As an occasional feature on TELOSscope, we highlight a past Telos article whose critical insights continue to illuminate our thinking and challenge our assumptions. Today, Flaminia Incecchi looks at Alice Ormiston’s “A Tragic Desire: Rousseau and the Modern Democratic Project” from Telos 154 (Spring 2011).
In “A Tragic Desire: Rousseau and the Modern Democratic Project,” Alice Ormiston brings to the fore a figure often neglected in contemporary political theory and that, as the title foreshadows, is Jean-Jacques Rousseau. First, Ormiston—animated by the task of the intellectual historian—traces to Rousseau the discovery of a fundamental clash at the heart of the modern subject, which is that between nature and abstract reason (8). Such tension, Ormiston claims, has influenced, or is present in, subsequent thinkers like Kant, Hegel, Marx, Nietzsche, and Freud. Rousseau identifies the clash between nature and reason, and eyeing man’s primitive condition with nostalgia and viewing his modern condition with contempt, he is seeking to resolve such contention in his works. That is performed in many of Rousseau’s works, and it essentially consists in devising forms for the uncorrupted individual to exist in a society that seeks to preserve his original nature. This is what Ormiston dubs the desire for unity. Essentially, it is the desire to create a seamless order between the individual and the community, where the community must leave the nature of the individual intact. Ormiston takes her readers by the hand in a fascinating exploration of the desire for unity in Emile, The Social Contract, Julie, and Rousseau’s autobiographical writings, and how the desire has shaped his life. The aim of Ormiston’s article is to show that the desire for unity is fundamentally tragic and paradoxical. Tragic because it is legitimate but ultimately unrealizable, and paradoxical because we should not abandon the project. Ormiston seeks to demonstrate these points through an exploration of Rousseau’s biography and thought. In Ormiston’s view, illustrating Rousseau’s ideas sheds light on the desire for unity that animates modern democratic thought, in her words: “his political thought shows the clash between the general will, or a reason rooted in conscience and a concern for the good of the whole, and an atomistic and instrumental reasoning” (25).
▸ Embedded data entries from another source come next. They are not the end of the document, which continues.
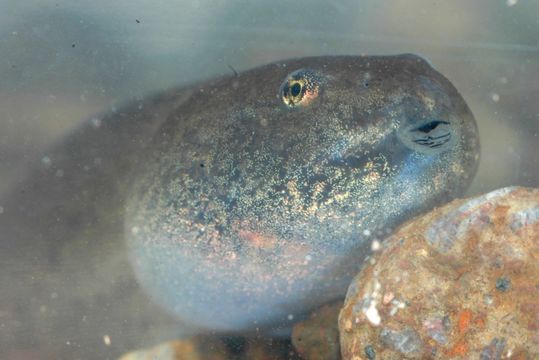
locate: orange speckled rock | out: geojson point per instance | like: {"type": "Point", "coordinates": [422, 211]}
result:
{"type": "Point", "coordinates": [317, 338]}
{"type": "Point", "coordinates": [461, 282]}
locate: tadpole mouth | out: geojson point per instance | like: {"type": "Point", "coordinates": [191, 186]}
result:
{"type": "Point", "coordinates": [431, 136]}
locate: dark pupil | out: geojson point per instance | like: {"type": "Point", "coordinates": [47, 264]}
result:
{"type": "Point", "coordinates": [295, 89]}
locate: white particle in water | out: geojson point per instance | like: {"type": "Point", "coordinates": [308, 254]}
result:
{"type": "Point", "coordinates": [106, 340]}
{"type": "Point", "coordinates": [45, 160]}
{"type": "Point", "coordinates": [96, 122]}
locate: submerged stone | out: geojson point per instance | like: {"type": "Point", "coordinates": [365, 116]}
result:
{"type": "Point", "coordinates": [432, 278]}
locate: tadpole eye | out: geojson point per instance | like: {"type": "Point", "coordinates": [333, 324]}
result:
{"type": "Point", "coordinates": [299, 88]}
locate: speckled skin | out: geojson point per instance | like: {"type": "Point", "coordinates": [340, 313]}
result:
{"type": "Point", "coordinates": [284, 197]}
{"type": "Point", "coordinates": [248, 212]}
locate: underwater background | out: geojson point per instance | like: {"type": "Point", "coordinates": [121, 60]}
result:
{"type": "Point", "coordinates": [63, 61]}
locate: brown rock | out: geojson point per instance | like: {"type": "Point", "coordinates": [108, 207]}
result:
{"type": "Point", "coordinates": [317, 338]}
{"type": "Point", "coordinates": [459, 282]}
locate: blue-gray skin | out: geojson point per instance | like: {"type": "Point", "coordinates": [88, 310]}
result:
{"type": "Point", "coordinates": [248, 214]}
{"type": "Point", "coordinates": [244, 200]}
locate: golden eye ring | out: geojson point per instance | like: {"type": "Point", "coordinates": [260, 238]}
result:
{"type": "Point", "coordinates": [300, 88]}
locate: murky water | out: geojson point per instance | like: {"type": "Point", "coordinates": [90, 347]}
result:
{"type": "Point", "coordinates": [65, 61]}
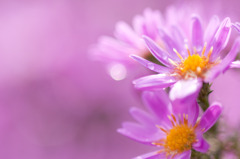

Most students of political philosophy will recall reading Rousseau in the earliest periods of their intellectual growth and formation. The memory is accompanied by experiencing true intellectual delight in reading a thinker so animated by the faith in human nature. Especially because Rousseau is often covered after Hobbes, who, with his damming remarks on the nature of man, temporarily shakes optimism out of many. Reading Rousseau at university is akin to the feeling Italian high school students experience while reading Giovanni Pascoli, who in all his works is nostalgic of the fanciullino, or the innocent child. In Pascoli’s view, that is essentially what poetry should convey, a re-evocation of simple life and the simple beginnings of man. Ormiston provides a reality check for those who view Rousseau as the eternal romantic, by showing how the desire for unity caused his downfall:
In his final work, Reveries of the Solitary Walker, Rousseau appears to have regained his equilibrium, having given up altogether on any hopes of vindication from the outside world, and having rejected his aspirations toward unity. Yet the peace and tranquility he achieves thereby is starkly limited; we see it only when he has retreated into the deepest recesses of his self, when he has withdrawn most completely from any contact with the outside world. At those moments when he surfaces, at the very point of intersection between his self and society, his voice becomes querulous and accusatory. Thus we still find him lacerated, pained, and tormented. Any memory of contact with the forces of recognition in the outside world grates on a wound that remains as fresh as the day it was opened. Too damaged by his conflict with the world, he could find peace only in isolation and self-meditation. (24)
In the last pages of the article Ormiston fulfills the promise she made the outset, viz. showing how the figure of Rousseau can be instructive to the modern democratic project. In spite of its tragic nature and often tragic consequences, the desire for unity should not be abandoned: “we must accept on the one hand, the legitimacy and validity of the desire for unity and, on the other hand, the impossibility of its total fulfillment” (26). Ormiston therefore, invites modern democratic thinkers to persevere in their dreams and theories of unity, but with a word of caution. It seems therefore, that the modern democratic thinker must still embark on the voyage for unity, but with conscientiousness, for the dream cannot be fulfilled.
I agree with Ormiston’s remarks on the tragic nature of the desire for unity and the view that a healthy society that also fosters unity is akin to Romeo and Juliet: two star-crossed lovers. However, Ormiston should have provided a direction for modern democratic theory that shows how the desire for unity and the disillusionment regarding its fulfillment can be coupled. Perhaps, Ormiston could have suggested embracing a recognition of pluralism, or a more tangible recipe for resisting the belief in unity in practice. While her remarks on what not to believe in excessively are illuminating, I would contend that Ormiston should have mapped an ideal direction for the democratic project.